They are among the world’s most dangerous but least known flights – and take off from Scottish airports almost daily.
Pilots are ferrying single-engine light aircraft across the North Atlantic to new owners in Europe and America in a battle of wits against the elements.
It is estimated that around three a year on all Atlantic crossings die en route, often after miscalculating the weather.
Some 40 “ferry flights” a month use Wick Airport in Caithness as a staging post, around half involving single-engine planes, the others executive jets.
Others stop off in Stornoway, while Prestwick in Ayrshire has also been used.
Scottish airports are ideally suited because of their proximity to Iceland – the next in the series of short hops that limited-range propeller aircraft must make between mainland Europe and North America.
One of the main hazards is ice forming on the wings, causing them to lose their ability to provide the lift that keeps the plane in the air.
Such aircraft also don’t have pressurized cabins and have to stay at relatively low altitudes so often can’t fly over bad weather.
The cost of such flights, including hotels and the pilot’s return travel, can be as much as £13,000. However, they are viable, despite costing up to nearly half the value of a £30-40,000 plane, because the exchange rate can make them far cheaper to buy on one side of the Atlantic than the other.
Experts said there were no feasible alternatives. Transporting aircraft intact by air or sea is prohibitively expensive, and the idea of piggy-backing one on to a larger plane, Space Shuttle-style, is a non-starter.
Light aircraft can be dismantled and sent as freight, then reassembled, but they are said to never fly the same again.

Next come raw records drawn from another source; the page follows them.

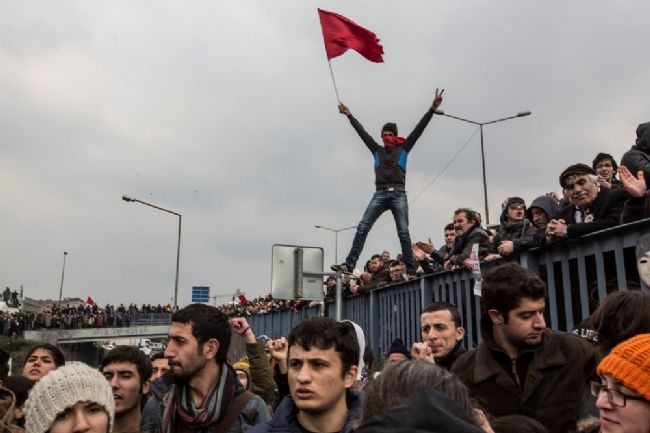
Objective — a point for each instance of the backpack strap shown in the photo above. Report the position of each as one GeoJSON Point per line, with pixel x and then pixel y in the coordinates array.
{"type": "Point", "coordinates": [235, 410]}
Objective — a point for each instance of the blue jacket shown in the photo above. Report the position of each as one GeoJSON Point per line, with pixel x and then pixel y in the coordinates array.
{"type": "Point", "coordinates": [285, 419]}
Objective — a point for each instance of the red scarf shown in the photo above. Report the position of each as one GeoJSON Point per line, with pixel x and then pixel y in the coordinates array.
{"type": "Point", "coordinates": [392, 141]}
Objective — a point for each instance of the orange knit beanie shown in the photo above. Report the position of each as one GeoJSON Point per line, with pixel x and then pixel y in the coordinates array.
{"type": "Point", "coordinates": [629, 364]}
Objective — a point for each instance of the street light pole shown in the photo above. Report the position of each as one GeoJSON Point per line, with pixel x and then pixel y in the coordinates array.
{"type": "Point", "coordinates": [481, 124]}
{"type": "Point", "coordinates": [65, 254]}
{"type": "Point", "coordinates": [336, 239]}
{"type": "Point", "coordinates": [178, 247]}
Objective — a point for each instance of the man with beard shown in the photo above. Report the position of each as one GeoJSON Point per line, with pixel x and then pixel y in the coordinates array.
{"type": "Point", "coordinates": [520, 366]}
{"type": "Point", "coordinates": [128, 371]}
{"type": "Point", "coordinates": [323, 358]}
{"type": "Point", "coordinates": [206, 395]}
{"type": "Point", "coordinates": [442, 335]}
{"type": "Point", "coordinates": [468, 232]}
{"type": "Point", "coordinates": [591, 209]}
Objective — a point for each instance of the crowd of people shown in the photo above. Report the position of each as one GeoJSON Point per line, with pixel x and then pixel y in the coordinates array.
{"type": "Point", "coordinates": [75, 317]}
{"type": "Point", "coordinates": [522, 377]}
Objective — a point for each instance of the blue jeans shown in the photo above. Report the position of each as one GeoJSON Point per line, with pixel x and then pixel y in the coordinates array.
{"type": "Point", "coordinates": [381, 202]}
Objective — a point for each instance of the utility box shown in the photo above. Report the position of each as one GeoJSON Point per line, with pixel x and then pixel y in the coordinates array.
{"type": "Point", "coordinates": [297, 272]}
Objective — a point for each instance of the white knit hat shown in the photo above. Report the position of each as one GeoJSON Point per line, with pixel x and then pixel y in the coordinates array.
{"type": "Point", "coordinates": [63, 388]}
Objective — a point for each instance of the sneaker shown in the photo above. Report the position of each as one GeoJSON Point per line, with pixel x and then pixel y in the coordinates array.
{"type": "Point", "coordinates": [343, 267]}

Ferry flights are now a substantial part of Wick Airport’s business. Andrew Bruce, a director of Far North Aviation, which is based there, has built up the trade by offering services such as speedy refuelling and Customs clearance, and survival equipment hire.
He has even arranged for pilots to also hire or drop off the gear, which include immersion suits and life rafts, at Goose Bay in Canada.
He described ferry pilots as a “hardened” bunch: “They have seen a lot of the weather. They are ‘numbed’.
“If they think too much about what they are doing they would not be doing it.”